If you can conjure up a picture of Hattie McDaniel in your mind, she’s probably wearing a rag on her head. The first black actor to win an Oscar—she picked up 1939’s Best Supporting Actress trophy for tending to the Dixieland fussbudgets in Gone with the Wind—McDaniel made her prolific but relatively short-lived mark by playing servants who could only be described as mammies. Seen turning down the bedsheets for every white Hollywood star from Clark Gable to Bette Davis (and appearing in the since locked-away Disney film Song of the South), McDaniel was on the front end of African-American visibility in film as long as Hollywood would allow it.
Until the NAACP stepped in.
This week the actor’s largely unknown life history appears at the Chicago Humanities Festival in a one-night-only reading of Joan Sorkin’s play (mis)Understanding Mammy: The Hattie McDaniel Story. (The show had a four-week run in New York earlier this year, for which star Capathia Jenkins received a Drama Desk nomination for Best Solo Performance.) As McDaniel almost never spoke publicly about her controversial image, it’s a rare peek at a contradictory American life.
According to playwright Sorkin, the tension between what McDaniel believed she was accomplishing and the message she was actually conveying is what inspired her to write Mammy. “She believed she brought humanity to these characters. She thought she was making a difference for young Americans,” Sorkin says.
Walter White, executive secretary of the NAACP, wasn’t crazy about the difference she was making. White believed McDaniel was helping to propagate Aunt Jemima stereotypes and steered a national campaign, as Jenkins puts it, “to get that rag off her head.”

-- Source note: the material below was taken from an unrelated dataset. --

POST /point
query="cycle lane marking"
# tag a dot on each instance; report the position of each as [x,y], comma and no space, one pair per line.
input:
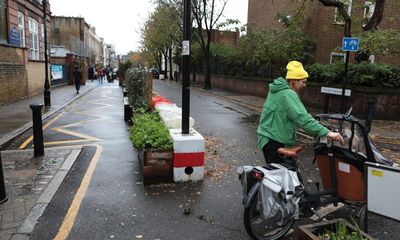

“By around 1947, she couldn’t get a film,” Sorkin says. Though McDaniel was chummy with plenty of Hollywood elite, bad press made it easier to bury McDaniel than to keep her onscreen. (She eventually landed her own radio comedy, The Beulah Show.)
Jenkins is a uniquely qualified interpreter for McDaniel’s story. Like the woman she plays, she’s no stranger to controversy over the iconography of the Big Black Lady, the context of which has obviously changed in the succeeding decades. Last year Chicago audiences saw her on the last leg of the pre-Broadway tour of Martin Short: Fame Becomes Me, a hodgepodge satire of all varieties of American musicals. Jenkins’s number “A Big Black Lady Stops the Show” was written especially for her by Marc Shaiman and Scott Wittman.
Stealing Short’s own good-natured vanity project out from under him, Jenkins was the evening’s highlight with a song that skewered the theatrical tradition of including a token gospel number as a roof-raising novelty in shows that have no other trace of African-American interests.
It was the ballsiest element of Short show, but one Jenkins was anxious to take on. “Just before I got called in for Fame Becomes Me, I had said to my agent that I just couldn’t go to any more auditions where I was being called in to do the obligatory big-mama gospel number,” Jenkins says. “And then I got to do a song that made fun of that exact situation.”
Her widely admired performance in Fame Becomes Me led directly to her Hattie role. (“I was so nervous,” she recalls, “because it was my first-ever solo play.”) Jenkins admits she knew little of McDaniel before taking the role. “I’d never even seen Gone With the Wind all the way through,” she sheepishly admits. Subsequently immersing herself in all things McDaniel, she’s since found herself drawn to a woman who, unlike Jenkins, rarely got to have a say about the portrayal of black women.
As Jenkins notes, “The only thing she really said was ‘I’d rather play a maid than be one.’ ”
(mis)Understanding Mammy plays the Humanities Festival Sunday 28.